Hello,
I'm trying to figure out if my dataset was collected from mRNA, or tRNA. My pipeline is TopHat2 for alignment and htseq-count for read counting/generation of DESeq2 input. Previously, I had aligned and counted the data using the genes.gtf file from the GRCh37 iGenomes build: http://support.illumina.com/sequencing/sequencing_software/igenome.html. As I understood it, this should represent all mRNA-encoding regions of the genome.
However, I'm seeing something strange - although alignment/TopHat2 output is fine (90%+ alignment), 95% of those aligned reads are listed as 'no feature' by HTSeq, and not included in the final read tallies. As a result, the total number of reads in HTSeq's output for a sample is close to 1 million, not 30 million as I would expect.
Right now, I'm trying to figure out if the company that did the sequencing accidentally sequenced total RNA, rather than mRNA - so of course most of the reads would have 'no feature' when I count reads using the genes.gtf file, because maybe most of those RNAs are ribosomal RNA or something.
So, I'd like to re-try counting the aligned reads using a .gtf file that represents all RNA-encoding regions of the genome, not just the mRNA-encoding regions. Is this the WholeGenomeFasta.gff that comes with the GRCh37 iGenome package? Or is there another place to get such a file?
Thank you for your help!
Make sure you are using the same version of genome and annotations.

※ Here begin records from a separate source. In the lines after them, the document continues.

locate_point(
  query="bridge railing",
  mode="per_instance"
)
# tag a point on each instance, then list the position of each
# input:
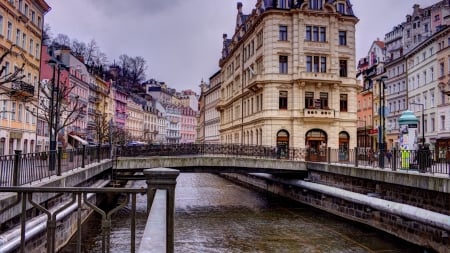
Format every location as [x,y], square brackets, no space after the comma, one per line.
[76,203]
[20,169]
[426,161]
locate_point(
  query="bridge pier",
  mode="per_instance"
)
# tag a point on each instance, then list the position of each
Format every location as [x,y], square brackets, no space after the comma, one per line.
[162,179]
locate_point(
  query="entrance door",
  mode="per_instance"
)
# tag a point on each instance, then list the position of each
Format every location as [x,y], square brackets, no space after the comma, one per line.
[316,145]
[283,145]
[344,140]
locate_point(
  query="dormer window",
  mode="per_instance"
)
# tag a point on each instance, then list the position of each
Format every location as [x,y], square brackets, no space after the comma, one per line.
[341,8]
[315,4]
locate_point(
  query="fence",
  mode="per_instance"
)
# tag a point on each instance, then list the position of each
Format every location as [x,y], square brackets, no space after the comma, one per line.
[424,161]
[20,169]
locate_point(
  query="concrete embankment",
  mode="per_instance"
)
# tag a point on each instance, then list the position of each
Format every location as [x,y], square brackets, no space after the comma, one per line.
[417,225]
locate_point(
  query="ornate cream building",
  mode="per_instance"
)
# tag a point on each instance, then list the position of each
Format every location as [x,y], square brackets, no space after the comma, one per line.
[21,25]
[289,76]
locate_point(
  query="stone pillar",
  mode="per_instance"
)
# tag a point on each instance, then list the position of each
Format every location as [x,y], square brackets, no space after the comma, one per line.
[165,179]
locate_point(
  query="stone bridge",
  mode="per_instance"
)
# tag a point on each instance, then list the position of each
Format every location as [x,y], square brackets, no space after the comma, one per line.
[132,167]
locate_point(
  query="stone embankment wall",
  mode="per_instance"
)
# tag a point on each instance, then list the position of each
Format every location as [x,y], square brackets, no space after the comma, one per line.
[384,206]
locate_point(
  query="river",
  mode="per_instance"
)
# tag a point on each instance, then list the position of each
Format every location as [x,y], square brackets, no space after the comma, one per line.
[214,215]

One more thing you could try is to just align the data to transcriptome and see the mapping statistics.
Thank you! All the files I'm using (genome and annotations) are from the same iGenome GRCh37 files, so I think they should be the same. Could you explain what you mean by aligning the data to the transcriptome -i.e., how is that different from what TopHat is doing? Do you mean making the data into a BigWig file and looking at that in a genome browser?
The annotation and fasta reference should not only be from the same genome version, but also from the same place - you should not use UCSC reference with an Ensembl annotation, even if they are from the same genome version.
I mean to say align the reads to transcriptome using bowtie2 or bwa, instead of genome. This helps in finding if the reads arises from mRNA. You could get the transcriptome from utilities like gffread. Tophat also builds a transcriptome.fa while aligning the reads, which can be saved.